Tenancy not registered with RTB

Thank you. From this it would appear once it is proved tenant no. 1 was in situ from 2010, the 'tenancy', such as it is (>8 years) would require notice to be given in termination of 224 days.
 
Personally i would not be signing anything that does not reflect the true situation and make that clear.
You say the rent was slightly less than market value, well paying €500 a month for two domestic bills is €6k per year, our modest 3 bed costs only €2,300 in those bills for the year so I've no doubt you would have been making up the difference in the slighly less than market value.
It would appear to me that the owner has been having their cake and eating it.
Will you have a home once the property is sold?

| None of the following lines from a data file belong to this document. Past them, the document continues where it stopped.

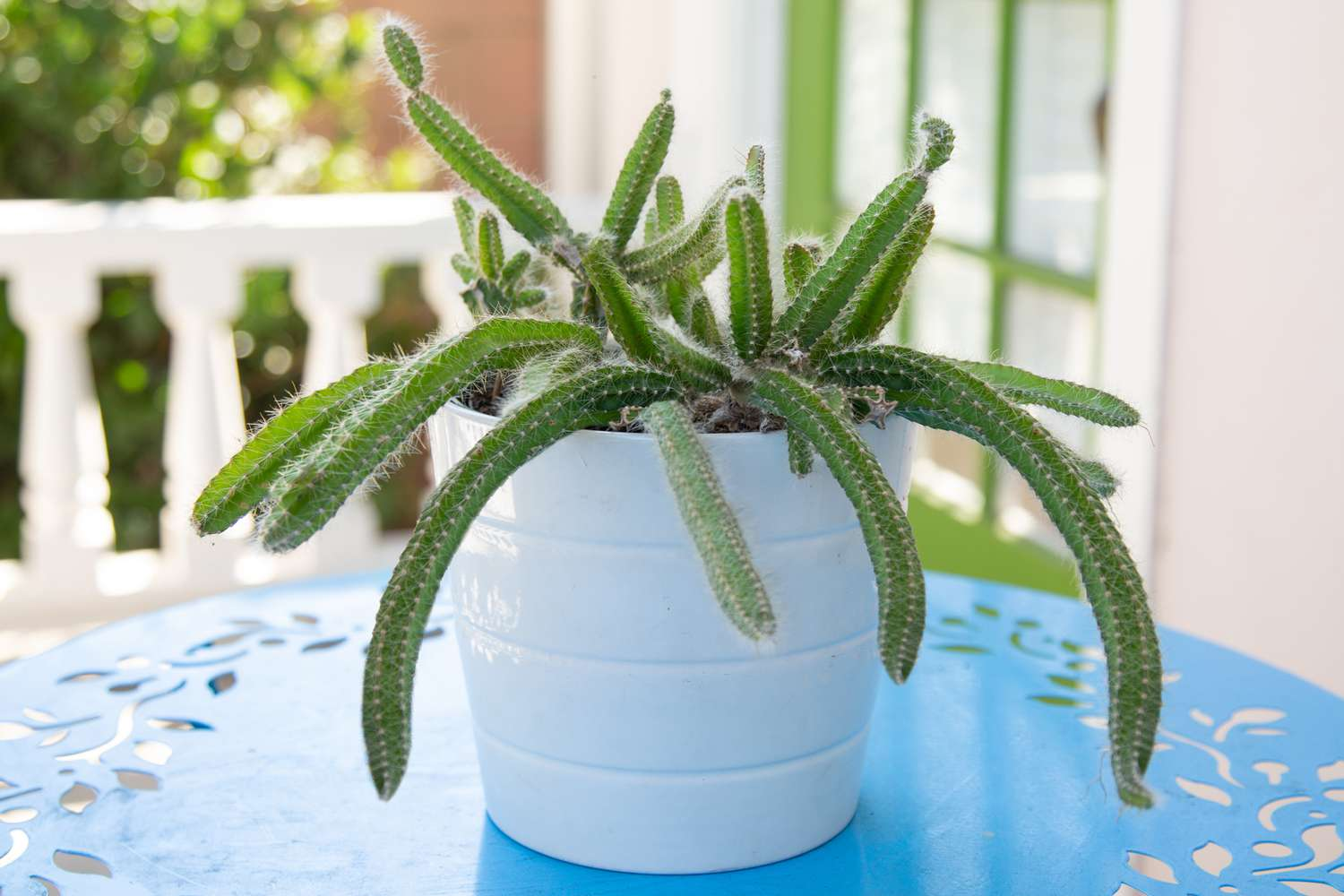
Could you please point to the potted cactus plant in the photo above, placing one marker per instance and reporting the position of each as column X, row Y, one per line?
column 658, row 685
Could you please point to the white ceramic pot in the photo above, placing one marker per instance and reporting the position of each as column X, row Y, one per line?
column 621, row 720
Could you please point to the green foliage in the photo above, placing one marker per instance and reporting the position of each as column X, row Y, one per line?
column 244, row 482
column 750, row 296
column 1026, row 387
column 125, row 101
column 962, row 403
column 892, row 544
column 642, row 167
column 590, row 398
column 494, row 285
column 710, row 520
column 373, row 430
column 814, row 371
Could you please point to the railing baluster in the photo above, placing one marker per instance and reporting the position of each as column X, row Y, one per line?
column 62, row 450
column 336, row 295
column 198, row 297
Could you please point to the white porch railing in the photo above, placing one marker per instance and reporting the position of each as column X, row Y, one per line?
column 53, row 255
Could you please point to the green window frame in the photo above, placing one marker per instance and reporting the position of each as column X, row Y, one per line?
column 811, row 198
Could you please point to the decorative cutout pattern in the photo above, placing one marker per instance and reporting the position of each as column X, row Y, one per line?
column 1211, row 748
column 1242, row 809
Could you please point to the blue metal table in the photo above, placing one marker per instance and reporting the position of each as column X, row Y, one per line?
column 215, row 748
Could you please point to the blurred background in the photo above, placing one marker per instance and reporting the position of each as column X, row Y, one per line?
column 1142, row 198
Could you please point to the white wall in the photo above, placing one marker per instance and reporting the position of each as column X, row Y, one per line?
column 1249, row 543
column 607, row 59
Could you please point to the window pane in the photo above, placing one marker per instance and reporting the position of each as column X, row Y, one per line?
column 957, row 82
column 873, row 99
column 1056, row 179
column 951, row 304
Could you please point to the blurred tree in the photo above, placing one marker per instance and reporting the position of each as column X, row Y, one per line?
column 124, row 99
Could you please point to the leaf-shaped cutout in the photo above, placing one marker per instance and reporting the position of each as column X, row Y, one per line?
column 78, row 798
column 82, row 676
column 13, row 731
column 180, row 724
column 78, row 863
column 324, row 645
column 222, row 683
column 153, row 751
column 1204, row 791
column 18, row 847
column 48, row 887
column 136, row 780
column 1152, row 866
column 54, row 737
column 128, row 686
column 1212, row 857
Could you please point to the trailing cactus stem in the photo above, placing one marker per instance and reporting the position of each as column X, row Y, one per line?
column 465, row 218
column 1069, row 398
column 879, row 295
column 642, row 167
column 625, row 314
column 831, row 287
column 710, row 520
column 312, row 489
column 523, row 206
column 403, row 56
column 798, row 265
column 886, row 530
column 960, row 402
column 690, row 245
column 589, row 398
column 695, row 365
column 246, row 479
column 491, row 247
column 800, row 452
column 755, row 171
column 750, row 297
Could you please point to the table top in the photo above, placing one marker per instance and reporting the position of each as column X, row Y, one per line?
column 215, row 748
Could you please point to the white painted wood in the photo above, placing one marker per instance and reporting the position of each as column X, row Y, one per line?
column 198, row 295
column 53, row 255
column 62, row 452
column 336, row 296
column 1134, row 277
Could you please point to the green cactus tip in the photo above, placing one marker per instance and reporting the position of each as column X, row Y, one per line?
column 403, row 54
column 937, row 142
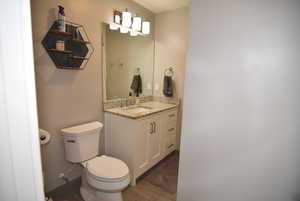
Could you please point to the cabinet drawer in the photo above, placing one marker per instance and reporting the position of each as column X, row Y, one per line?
column 170, row 145
column 171, row 116
column 171, row 131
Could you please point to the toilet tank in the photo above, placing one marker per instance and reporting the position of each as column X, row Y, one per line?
column 82, row 141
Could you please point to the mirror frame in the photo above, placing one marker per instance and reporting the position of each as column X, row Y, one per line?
column 104, row 72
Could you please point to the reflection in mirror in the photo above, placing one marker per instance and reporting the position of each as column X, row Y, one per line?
column 128, row 64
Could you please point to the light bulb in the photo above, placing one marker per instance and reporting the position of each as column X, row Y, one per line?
column 137, row 23
column 133, row 33
column 113, row 27
column 126, row 19
column 124, row 30
column 117, row 19
column 146, row 27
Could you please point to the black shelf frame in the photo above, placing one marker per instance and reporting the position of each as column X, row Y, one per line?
column 78, row 48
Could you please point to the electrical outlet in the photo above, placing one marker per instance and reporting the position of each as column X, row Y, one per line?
column 61, row 175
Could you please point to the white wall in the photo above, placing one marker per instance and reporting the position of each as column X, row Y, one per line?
column 242, row 102
column 20, row 166
column 67, row 97
column 170, row 51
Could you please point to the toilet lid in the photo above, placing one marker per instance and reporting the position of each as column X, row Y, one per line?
column 107, row 168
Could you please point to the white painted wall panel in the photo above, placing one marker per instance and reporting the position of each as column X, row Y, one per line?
column 240, row 137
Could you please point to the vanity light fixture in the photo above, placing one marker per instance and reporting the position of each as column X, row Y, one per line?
column 113, row 27
column 124, row 30
column 126, row 18
column 146, row 27
column 137, row 23
column 133, row 33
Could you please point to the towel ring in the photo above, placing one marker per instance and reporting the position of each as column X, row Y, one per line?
column 138, row 71
column 169, row 72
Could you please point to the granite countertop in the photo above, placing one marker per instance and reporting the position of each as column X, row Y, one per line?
column 142, row 109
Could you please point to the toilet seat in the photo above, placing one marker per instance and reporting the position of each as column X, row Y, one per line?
column 107, row 169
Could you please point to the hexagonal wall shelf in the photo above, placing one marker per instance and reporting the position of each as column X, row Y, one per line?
column 78, row 48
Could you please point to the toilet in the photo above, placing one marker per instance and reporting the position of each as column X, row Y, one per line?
column 103, row 177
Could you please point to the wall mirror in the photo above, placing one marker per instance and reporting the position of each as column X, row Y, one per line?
column 128, row 64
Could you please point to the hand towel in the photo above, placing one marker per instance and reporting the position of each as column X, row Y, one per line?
column 168, row 86
column 136, row 85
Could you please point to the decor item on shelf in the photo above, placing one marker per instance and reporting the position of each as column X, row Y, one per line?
column 69, row 49
column 60, row 45
column 113, row 27
column 61, row 19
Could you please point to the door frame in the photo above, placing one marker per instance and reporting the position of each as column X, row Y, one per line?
column 20, row 167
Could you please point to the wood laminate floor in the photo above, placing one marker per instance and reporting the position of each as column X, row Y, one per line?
column 158, row 184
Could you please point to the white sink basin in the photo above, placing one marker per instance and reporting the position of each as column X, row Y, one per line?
column 137, row 109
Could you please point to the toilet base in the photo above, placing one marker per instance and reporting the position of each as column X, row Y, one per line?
column 88, row 193
column 99, row 196
column 102, row 196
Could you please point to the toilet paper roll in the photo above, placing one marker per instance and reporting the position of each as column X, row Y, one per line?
column 44, row 137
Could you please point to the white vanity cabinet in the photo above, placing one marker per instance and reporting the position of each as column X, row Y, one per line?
column 141, row 143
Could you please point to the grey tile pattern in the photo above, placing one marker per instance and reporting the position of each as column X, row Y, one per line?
column 158, row 184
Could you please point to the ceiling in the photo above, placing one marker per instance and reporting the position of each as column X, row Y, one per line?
column 158, row 6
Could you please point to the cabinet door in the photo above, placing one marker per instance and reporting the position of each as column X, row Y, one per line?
column 155, row 148
column 142, row 146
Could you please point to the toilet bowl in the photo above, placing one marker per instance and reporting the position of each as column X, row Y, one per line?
column 103, row 179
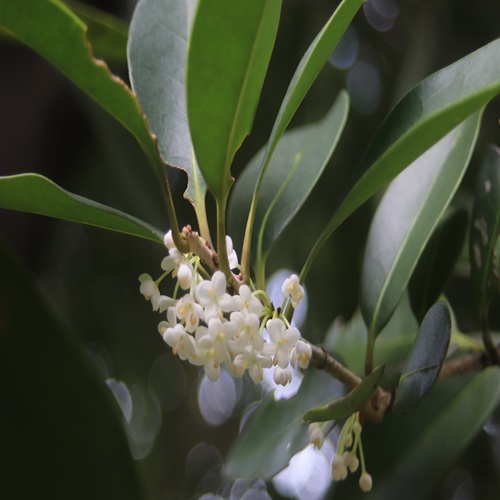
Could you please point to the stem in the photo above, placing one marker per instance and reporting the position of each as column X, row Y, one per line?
column 247, row 241
column 488, row 341
column 370, row 346
column 179, row 241
column 221, row 238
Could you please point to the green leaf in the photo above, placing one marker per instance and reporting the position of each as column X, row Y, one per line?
column 50, row 28
column 107, row 34
column 306, row 73
column 484, row 233
column 229, row 51
column 427, row 113
column 295, row 168
column 425, row 360
column 405, row 219
column 275, row 431
column 437, row 262
column 345, row 406
column 442, row 439
column 62, row 430
column 309, row 68
column 36, row 194
column 157, row 54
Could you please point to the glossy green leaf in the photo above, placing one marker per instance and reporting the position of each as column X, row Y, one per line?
column 484, row 233
column 345, row 406
column 276, row 431
column 306, row 73
column 36, row 194
column 107, row 34
column 229, row 51
column 50, row 28
column 309, row 68
column 157, row 54
column 437, row 262
column 295, row 168
column 442, row 439
column 425, row 360
column 62, row 431
column 427, row 113
column 405, row 219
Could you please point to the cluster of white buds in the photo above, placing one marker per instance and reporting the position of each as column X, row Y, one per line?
column 209, row 327
column 346, row 459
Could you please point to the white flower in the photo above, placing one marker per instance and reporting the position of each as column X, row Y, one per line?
column 246, row 301
column 168, row 240
column 301, row 354
column 150, row 290
column 213, row 297
column 282, row 377
column 250, row 360
column 205, row 354
column 170, row 323
column 248, row 332
column 180, row 341
column 316, row 435
column 190, row 312
column 148, row 287
column 283, row 340
column 292, row 289
column 216, row 337
column 231, row 254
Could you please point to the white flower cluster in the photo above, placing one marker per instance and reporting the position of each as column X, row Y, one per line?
column 346, row 460
column 209, row 327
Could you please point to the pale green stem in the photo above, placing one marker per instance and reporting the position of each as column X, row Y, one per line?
column 488, row 341
column 179, row 241
column 221, row 238
column 201, row 216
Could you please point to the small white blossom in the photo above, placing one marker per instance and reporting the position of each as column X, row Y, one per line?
column 213, row 297
column 282, row 376
column 169, row 241
column 301, row 354
column 170, row 323
column 283, row 340
column 247, row 332
column 247, row 302
column 231, row 254
column 250, row 360
column 365, row 482
column 316, row 435
column 180, row 341
column 190, row 312
column 292, row 289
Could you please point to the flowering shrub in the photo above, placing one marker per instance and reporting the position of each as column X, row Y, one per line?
column 197, row 68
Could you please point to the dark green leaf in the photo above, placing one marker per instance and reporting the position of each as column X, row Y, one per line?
column 484, row 233
column 62, row 431
column 444, row 437
column 437, row 262
column 107, row 33
column 428, row 112
column 39, row 195
column 296, row 166
column 424, row 362
column 50, row 28
column 405, row 219
column 157, row 53
column 309, row 68
column 275, row 432
column 229, row 51
column 406, row 454
column 345, row 406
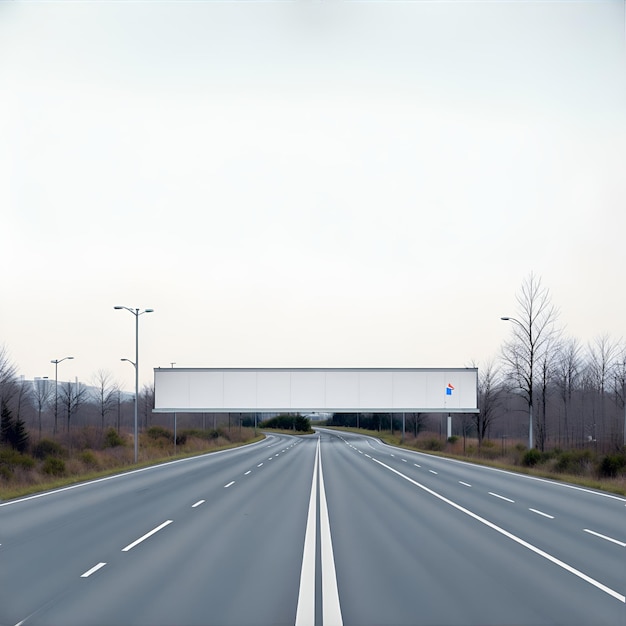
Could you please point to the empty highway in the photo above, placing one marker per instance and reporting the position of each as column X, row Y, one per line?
column 318, row 530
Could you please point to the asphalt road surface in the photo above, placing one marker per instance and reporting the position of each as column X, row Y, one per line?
column 325, row 529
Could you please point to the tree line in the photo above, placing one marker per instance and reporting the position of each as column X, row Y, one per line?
column 544, row 387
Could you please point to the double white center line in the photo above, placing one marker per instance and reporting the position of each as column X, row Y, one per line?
column 331, row 609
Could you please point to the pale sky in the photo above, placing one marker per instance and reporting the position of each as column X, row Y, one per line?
column 313, row 183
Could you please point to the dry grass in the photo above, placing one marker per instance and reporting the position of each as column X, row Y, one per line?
column 83, row 462
column 507, row 456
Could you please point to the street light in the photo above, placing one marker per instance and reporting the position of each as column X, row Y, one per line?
column 56, row 384
column 530, row 390
column 136, row 313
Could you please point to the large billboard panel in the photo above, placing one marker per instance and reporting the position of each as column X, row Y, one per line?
column 268, row 390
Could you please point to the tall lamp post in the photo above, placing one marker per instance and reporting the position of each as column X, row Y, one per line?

It may well have suited you to go with the flow while you were in the house but you won't have that particular roof over your head for much longer so I would do right by yourself.
 
You cannot demand a tenant sign away their entitlements. If there was rent to be paid, it was a tenancy, however "informal" the owner imagined it to be. They have accepted rent every month for 14 years and need to behave with some professionalism regarding this.
 
  1. Will signing the documentation as requested impact on the tenant’s rights as a 14 year in-situ tenant (e.g. notice period, issues regarding recent documented tenancy vs 14-year undocumented tenancy etc.)?
No.
  1. Can the two family members who moved in during 2020 be a licensee of the house owner?
Yes, probably
  1. Would potential RTB advocacy be based on the signed documents (if signed) vs no signed records (there may be text messages regarding collection of rent, servicing of gas boiler etc.)?
No, absolutely not. Rentals were run this way for years. Its up to the landlord to be professional, not the tenant. If he/she chose to not put things in writing that's not the fault of the tenant.
any thoughts as to my queries? please and thanks....
This is just my opinion, and to add the auctioneer doing the sale is only interested in that. They should not be relied upon for legal advice. The landlord at very least should give proper RTB notice period and a serve it according to the law, treating it as a normal tenancy and not just some kind of gentleman's agreement.